The installation of Index Manager includes a handful of configuration files that can be modified to tweak or fine-tune the way searches are performed. This topic deals with what those files are and how you can modify them to suit your needs.
We strongly advise you to make backup copies of these files before you edit them!
Adding or removing noise words
Where: C:\Programdata\FotoWare\Index Manager\Index Control\dtsearch.noi
The dtsearch.noi file is a plain text file that can be edited in Notepad. It contains all of Index Manager's noise words, i.e. words that Index Manager will simply ignore when indexing your archives. Hence, words in this list will not be searchable.
You may want to modify the noise word list to include common filler words in your language that you deem unnecessary for search. However, even if you do not want to make additions to the list, you may want to skim through the list to make sure that none of the words currently listen coincide with words that have a different meaning in your language and would thus be useful to search for.

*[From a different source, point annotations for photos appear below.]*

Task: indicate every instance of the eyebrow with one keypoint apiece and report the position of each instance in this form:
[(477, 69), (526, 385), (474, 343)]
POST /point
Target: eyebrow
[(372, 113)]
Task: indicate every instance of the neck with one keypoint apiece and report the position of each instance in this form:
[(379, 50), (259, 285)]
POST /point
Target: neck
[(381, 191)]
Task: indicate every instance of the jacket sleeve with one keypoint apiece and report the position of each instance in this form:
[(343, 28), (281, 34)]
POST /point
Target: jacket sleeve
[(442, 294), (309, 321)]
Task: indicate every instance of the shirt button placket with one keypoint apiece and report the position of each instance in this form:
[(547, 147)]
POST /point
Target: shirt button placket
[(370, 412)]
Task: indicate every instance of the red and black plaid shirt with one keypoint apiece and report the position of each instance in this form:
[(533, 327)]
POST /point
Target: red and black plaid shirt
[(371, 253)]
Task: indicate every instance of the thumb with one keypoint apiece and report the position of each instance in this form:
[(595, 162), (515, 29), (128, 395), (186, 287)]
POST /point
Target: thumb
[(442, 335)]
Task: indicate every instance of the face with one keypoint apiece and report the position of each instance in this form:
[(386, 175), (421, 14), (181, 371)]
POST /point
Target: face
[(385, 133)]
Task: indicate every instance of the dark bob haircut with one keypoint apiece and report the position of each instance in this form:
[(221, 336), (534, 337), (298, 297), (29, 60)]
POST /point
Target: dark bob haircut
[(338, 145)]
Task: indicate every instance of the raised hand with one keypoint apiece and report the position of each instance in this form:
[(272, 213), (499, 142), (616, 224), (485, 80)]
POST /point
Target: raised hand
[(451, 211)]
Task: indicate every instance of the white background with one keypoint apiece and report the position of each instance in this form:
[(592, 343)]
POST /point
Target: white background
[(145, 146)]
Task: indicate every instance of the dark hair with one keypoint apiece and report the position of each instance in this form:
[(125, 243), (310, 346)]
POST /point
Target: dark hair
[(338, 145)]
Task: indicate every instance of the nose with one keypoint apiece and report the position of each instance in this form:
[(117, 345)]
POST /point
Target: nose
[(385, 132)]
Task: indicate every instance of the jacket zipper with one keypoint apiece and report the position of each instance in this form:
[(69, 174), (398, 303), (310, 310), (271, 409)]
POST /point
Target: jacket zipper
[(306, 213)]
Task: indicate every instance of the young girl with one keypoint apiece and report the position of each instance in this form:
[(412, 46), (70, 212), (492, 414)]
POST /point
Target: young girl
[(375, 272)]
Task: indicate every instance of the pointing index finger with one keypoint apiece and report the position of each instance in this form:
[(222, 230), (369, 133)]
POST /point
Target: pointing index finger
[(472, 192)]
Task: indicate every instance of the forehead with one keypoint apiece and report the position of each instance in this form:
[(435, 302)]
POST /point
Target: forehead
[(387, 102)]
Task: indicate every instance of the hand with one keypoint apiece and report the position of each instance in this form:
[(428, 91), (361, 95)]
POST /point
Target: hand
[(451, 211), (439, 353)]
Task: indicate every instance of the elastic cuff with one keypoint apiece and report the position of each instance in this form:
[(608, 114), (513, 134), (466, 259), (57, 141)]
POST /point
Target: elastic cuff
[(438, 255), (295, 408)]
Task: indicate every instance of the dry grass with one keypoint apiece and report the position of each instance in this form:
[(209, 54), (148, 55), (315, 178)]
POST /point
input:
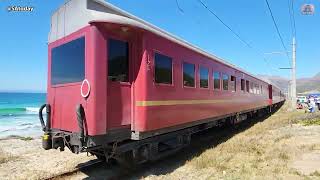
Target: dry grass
[(310, 122)]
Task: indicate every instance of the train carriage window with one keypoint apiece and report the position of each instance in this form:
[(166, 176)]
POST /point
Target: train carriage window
[(225, 81), (216, 80), (163, 69), (188, 75), (251, 87), (233, 83), (68, 62), (118, 60), (204, 77), (243, 85)]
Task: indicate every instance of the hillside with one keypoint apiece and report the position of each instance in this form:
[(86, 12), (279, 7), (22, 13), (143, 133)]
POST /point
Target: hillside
[(303, 84)]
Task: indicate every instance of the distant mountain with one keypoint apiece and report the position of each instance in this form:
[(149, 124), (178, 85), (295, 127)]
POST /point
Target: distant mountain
[(303, 84), (279, 81)]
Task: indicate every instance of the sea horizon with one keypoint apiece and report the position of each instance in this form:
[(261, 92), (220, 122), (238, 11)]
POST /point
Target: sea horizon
[(19, 113)]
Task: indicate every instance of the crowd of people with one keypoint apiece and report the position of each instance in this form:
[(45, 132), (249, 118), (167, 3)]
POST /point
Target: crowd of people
[(312, 104)]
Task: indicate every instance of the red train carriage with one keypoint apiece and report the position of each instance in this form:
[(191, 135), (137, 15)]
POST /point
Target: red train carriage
[(119, 85)]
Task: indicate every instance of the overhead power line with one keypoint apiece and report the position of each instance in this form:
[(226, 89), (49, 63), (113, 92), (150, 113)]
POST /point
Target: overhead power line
[(294, 20), (228, 27), (278, 32), (290, 15), (180, 9), (236, 34)]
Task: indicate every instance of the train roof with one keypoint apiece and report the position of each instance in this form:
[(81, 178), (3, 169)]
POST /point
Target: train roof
[(76, 14)]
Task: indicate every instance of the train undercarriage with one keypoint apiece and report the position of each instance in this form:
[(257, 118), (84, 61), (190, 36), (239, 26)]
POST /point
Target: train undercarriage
[(132, 152)]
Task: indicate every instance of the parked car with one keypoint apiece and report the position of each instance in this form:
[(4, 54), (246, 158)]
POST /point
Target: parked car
[(302, 99)]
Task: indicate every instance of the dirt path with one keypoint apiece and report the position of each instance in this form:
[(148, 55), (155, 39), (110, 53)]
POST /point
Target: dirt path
[(269, 149)]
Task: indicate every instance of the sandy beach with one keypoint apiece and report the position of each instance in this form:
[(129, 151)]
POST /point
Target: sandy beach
[(278, 147)]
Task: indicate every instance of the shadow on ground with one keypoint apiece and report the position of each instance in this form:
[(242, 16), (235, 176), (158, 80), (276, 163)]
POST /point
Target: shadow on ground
[(200, 142)]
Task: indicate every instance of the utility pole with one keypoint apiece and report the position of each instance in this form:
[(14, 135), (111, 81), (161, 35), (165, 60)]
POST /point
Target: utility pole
[(293, 74)]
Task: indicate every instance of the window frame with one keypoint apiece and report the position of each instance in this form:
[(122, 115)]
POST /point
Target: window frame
[(195, 72), (225, 75), (208, 77), (220, 80), (247, 86), (81, 35), (154, 68), (243, 85), (129, 58), (235, 83)]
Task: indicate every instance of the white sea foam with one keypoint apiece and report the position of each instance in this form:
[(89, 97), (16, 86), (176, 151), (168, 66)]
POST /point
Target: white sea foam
[(32, 109)]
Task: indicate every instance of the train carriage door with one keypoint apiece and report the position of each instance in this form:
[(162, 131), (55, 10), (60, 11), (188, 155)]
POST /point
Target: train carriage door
[(119, 56)]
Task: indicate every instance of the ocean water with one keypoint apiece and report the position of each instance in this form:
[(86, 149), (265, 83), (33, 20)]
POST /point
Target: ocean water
[(19, 114)]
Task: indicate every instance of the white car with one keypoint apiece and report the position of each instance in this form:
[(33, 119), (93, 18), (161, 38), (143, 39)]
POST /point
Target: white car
[(302, 99)]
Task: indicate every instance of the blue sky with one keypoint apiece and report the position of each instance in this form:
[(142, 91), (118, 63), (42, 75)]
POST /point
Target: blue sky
[(23, 47)]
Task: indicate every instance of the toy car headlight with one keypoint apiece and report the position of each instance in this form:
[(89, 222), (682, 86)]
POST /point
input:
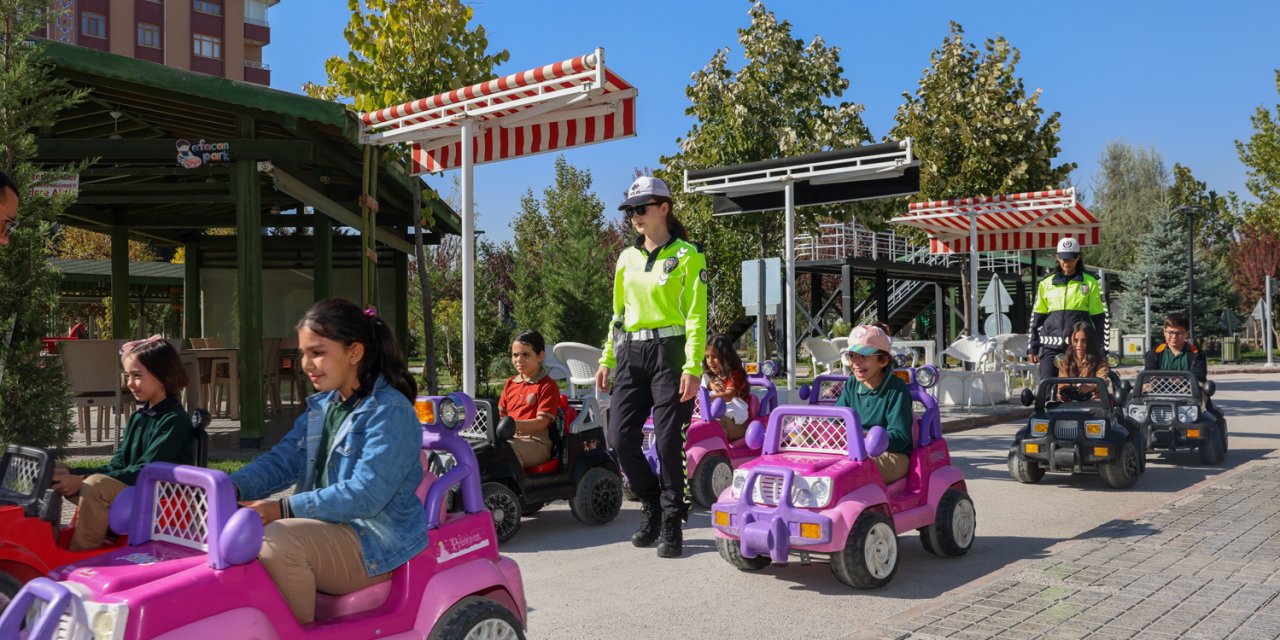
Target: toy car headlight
[(739, 483), (451, 414), (810, 492)]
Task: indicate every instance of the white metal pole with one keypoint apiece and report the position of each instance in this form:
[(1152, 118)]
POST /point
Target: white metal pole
[(469, 264), (1269, 328), (973, 275), (790, 256)]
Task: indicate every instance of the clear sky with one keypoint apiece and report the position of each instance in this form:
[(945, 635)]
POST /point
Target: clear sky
[(1180, 76)]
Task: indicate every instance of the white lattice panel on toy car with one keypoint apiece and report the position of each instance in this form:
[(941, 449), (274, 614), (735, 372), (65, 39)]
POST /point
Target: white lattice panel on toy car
[(813, 434), (1178, 385), (21, 475), (179, 513), (828, 391)]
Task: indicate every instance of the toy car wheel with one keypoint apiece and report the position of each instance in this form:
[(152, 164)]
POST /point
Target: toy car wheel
[(712, 476), (1027, 471), (732, 553), (1123, 471), (869, 557), (598, 497), (504, 506), (475, 618), (1211, 448), (952, 530)]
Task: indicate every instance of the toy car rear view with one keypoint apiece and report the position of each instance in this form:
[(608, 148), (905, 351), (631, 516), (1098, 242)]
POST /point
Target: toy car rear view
[(1173, 412), (816, 492), (1077, 435), (191, 568)]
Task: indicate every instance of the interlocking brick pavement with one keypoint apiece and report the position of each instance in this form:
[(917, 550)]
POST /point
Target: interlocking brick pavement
[(1205, 566)]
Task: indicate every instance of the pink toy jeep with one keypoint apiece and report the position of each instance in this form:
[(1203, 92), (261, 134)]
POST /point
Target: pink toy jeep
[(816, 492), (191, 567)]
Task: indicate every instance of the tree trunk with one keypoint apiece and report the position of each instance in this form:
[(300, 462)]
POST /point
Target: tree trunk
[(429, 373)]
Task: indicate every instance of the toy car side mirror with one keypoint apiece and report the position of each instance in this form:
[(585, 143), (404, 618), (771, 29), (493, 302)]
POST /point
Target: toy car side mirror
[(717, 408), (755, 434), (506, 429), (876, 440)]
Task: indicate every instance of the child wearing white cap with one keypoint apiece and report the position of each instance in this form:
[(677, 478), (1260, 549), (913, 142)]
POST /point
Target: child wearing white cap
[(878, 398)]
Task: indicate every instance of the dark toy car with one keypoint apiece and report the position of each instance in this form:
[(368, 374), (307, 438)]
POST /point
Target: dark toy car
[(1080, 435), (580, 471), (32, 539), (1173, 414)]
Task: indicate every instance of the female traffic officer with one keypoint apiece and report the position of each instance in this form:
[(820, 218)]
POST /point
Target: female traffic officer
[(1063, 298), (656, 342)]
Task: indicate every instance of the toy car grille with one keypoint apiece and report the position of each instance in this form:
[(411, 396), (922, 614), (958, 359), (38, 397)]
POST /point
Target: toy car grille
[(178, 515), (768, 489), (21, 475), (1066, 429), (1162, 414), (828, 391), (813, 434), (1168, 385)]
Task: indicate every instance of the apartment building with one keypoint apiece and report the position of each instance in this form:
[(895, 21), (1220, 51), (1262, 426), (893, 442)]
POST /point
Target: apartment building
[(219, 37)]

In the standard dtsearch.noi file that is installed, the noise words are listed in alphabetical order, but this is not required. You can add words to the top or bottom of the list as you prefer.
If you choose to modify the dtsearch.noi file you will need to completely rebuild your indexes to incorporate the changes.
Configuring Stemming
Where: C:\Programdata\FotoWare\Index Manager\Index Control\Stemming.dat
By defining stemming rules you can control how Index Manager interprets searches for morphological variations of a word. In simple terms, it allows you to for example search for a singular form on a noun and have the search engine also return files that contain metadata with the plural form.
The Stemming.dat file is a plain text file that can be opened and edited in e.g. Notepad. It contains standard stemming rules that relate to English. Note, however, that the search engine has no way of handling exceptions from the general rule. Hence, you may find that certain words fall outside the scope of the rules configured simply because they have special conjugation patterns.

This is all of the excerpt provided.